J’ai pu constater un certain délabrement, une paralysie du secteur en la matière, puisqu’il n’y avait pas eu de décision. En plus, le plan qui avait été déposé souffrait cruellement, et vous le reconnaîtrez, de réalisme économique, ce qui se traduit par l’abandon d’un maillon majeur de l’édifice, le projet du PEMH de Mons, comme vous devez le savoir.

Plus grave, contrairement à ce que vous prétendez, mon prédécesseur a quitté le navire sans le moindre euro pour financer la politique des déchets ménagers. Zéro ! Sachant que cela allait coûter 3 à 400 millions d’euros en juin 2003.

J’ai donc mis à profit les neuf premiers mois, le temps d’une grossesse comme disait M. Borsus tout à l’heure, pour reconstruire les bases d’une politique que je souhaite la plus dynamique possible, qui est axée sur la responsabilisation accrue des acteurs en place et plus transparente pour les élus locaux, la population et l’ensemble des opérateurs de terrain.

Pour répondre plus précisément à vos questions, il ne m’appartient pas aujourd’hui d’arbitrer des projets à caractère industriel comme dans une économie dirigiste. J’ai par contre à contrôler que les conditions environnementales réunies autour d’un outil de traitement procurent des garanties indispensables à la population quant à la préservation de sa santé, la protection de l’environnement, dans son ensemble, pour l’ensemble des citoyens des régions concernées.

Il est également de ma responsabilité de trouver les moyens financiers pour que le traitement des déchets assuré par les intercommunales puisse se faire avec les meilleures techniques pour le résultat escompté dans des conditions et à des coûts comparables pour tous les citoyens wallons où qu’ils se trouvent sur le territoire.

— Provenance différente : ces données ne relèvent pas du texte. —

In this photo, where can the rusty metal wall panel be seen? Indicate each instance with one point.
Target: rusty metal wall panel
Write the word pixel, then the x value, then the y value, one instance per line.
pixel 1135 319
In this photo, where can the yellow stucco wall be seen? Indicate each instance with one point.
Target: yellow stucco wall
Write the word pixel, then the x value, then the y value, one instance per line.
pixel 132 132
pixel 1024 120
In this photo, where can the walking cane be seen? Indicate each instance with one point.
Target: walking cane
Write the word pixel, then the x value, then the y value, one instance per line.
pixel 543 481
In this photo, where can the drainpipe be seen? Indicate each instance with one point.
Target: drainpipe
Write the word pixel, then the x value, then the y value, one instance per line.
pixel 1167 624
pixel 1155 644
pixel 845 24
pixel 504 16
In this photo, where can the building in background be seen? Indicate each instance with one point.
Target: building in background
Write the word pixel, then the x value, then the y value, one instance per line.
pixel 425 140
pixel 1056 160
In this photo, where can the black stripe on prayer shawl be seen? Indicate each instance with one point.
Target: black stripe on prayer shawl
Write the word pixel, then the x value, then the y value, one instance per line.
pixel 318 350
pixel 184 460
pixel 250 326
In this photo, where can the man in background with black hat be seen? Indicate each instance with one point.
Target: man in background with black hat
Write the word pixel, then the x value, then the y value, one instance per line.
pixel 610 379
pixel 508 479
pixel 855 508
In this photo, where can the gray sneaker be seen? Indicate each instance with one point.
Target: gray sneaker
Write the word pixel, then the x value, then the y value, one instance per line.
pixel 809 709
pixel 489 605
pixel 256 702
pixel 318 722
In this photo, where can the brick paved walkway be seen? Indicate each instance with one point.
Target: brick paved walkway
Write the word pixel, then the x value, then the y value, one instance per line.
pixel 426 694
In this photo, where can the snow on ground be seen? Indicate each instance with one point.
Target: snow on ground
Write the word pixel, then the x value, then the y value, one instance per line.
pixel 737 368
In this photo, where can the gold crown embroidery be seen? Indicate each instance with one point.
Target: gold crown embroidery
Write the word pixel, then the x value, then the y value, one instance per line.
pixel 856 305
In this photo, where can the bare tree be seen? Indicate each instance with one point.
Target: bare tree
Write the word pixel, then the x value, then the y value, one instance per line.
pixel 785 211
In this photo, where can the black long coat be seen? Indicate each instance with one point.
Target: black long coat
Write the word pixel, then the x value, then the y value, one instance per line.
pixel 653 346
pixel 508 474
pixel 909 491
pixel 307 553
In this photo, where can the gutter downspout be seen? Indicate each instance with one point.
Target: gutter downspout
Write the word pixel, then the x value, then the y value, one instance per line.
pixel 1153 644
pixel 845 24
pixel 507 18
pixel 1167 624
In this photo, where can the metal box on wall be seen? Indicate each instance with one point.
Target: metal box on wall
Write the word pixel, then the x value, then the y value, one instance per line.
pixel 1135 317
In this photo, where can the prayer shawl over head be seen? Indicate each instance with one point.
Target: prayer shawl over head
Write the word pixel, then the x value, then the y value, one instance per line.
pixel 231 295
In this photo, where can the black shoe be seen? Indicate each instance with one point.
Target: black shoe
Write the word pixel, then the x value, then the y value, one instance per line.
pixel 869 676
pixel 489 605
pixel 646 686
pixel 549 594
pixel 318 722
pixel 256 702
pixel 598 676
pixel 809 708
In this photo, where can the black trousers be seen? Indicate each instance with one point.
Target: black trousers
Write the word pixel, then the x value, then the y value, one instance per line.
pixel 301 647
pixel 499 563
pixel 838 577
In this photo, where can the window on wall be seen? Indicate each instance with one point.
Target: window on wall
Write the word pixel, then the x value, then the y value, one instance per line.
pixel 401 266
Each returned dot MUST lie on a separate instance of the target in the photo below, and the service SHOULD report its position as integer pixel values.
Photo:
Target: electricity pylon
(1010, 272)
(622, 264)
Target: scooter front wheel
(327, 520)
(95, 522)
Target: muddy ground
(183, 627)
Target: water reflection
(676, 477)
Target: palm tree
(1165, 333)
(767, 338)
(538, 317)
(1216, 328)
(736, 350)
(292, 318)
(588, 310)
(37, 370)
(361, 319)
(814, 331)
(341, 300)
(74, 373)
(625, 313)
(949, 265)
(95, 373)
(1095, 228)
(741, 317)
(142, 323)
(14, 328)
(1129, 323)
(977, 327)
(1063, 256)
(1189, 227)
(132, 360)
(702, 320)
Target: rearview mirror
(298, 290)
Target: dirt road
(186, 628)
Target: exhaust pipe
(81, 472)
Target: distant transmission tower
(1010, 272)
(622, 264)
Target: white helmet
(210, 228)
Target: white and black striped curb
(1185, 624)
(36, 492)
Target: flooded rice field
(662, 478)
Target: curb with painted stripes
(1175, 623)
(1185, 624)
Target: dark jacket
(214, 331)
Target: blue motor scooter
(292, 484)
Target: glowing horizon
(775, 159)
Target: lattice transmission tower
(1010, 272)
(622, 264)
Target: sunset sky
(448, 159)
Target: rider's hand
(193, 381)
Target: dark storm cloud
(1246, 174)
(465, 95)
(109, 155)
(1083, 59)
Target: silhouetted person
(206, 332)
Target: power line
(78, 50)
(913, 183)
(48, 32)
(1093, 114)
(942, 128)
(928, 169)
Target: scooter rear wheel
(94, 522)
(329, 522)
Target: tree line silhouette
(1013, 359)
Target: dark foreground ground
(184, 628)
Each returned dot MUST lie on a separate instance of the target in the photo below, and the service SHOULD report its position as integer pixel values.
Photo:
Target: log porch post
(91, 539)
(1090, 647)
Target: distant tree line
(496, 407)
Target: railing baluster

Il ne m’appartient donc pas de décider des capacités de traitement dans l’un ou l’autre centre de Wallonie, mais d’apporter une solution globale en favorisant la complémentarité que les intercommunales ne manqueront pas de saisir pour arriver à réduire les coûts. Le plan des investissements sera donc bien revu, comme le prévoit la DPR, à la lueur de quelques compléments d’investigation en cours.

Via la COPIDEC, la région de Charleroi ne manquera pas de faire part au Gouvernement de l’ensemble de ses intentions et pour compléter votre information, je vous signale qu’à ce jour, aucun dossier relatif à un incinérateur dans la région de Mons ne m’a été déposé, ni par un acteur privé, ni par un acteur public. Je ne nie pas pour autant avoir été informé d’une intention dans ce sens, puisque j’ai pu m’exprimer là-dessus, mais c’est par rapport à des informations qui me sont parvenues par d’autres biais.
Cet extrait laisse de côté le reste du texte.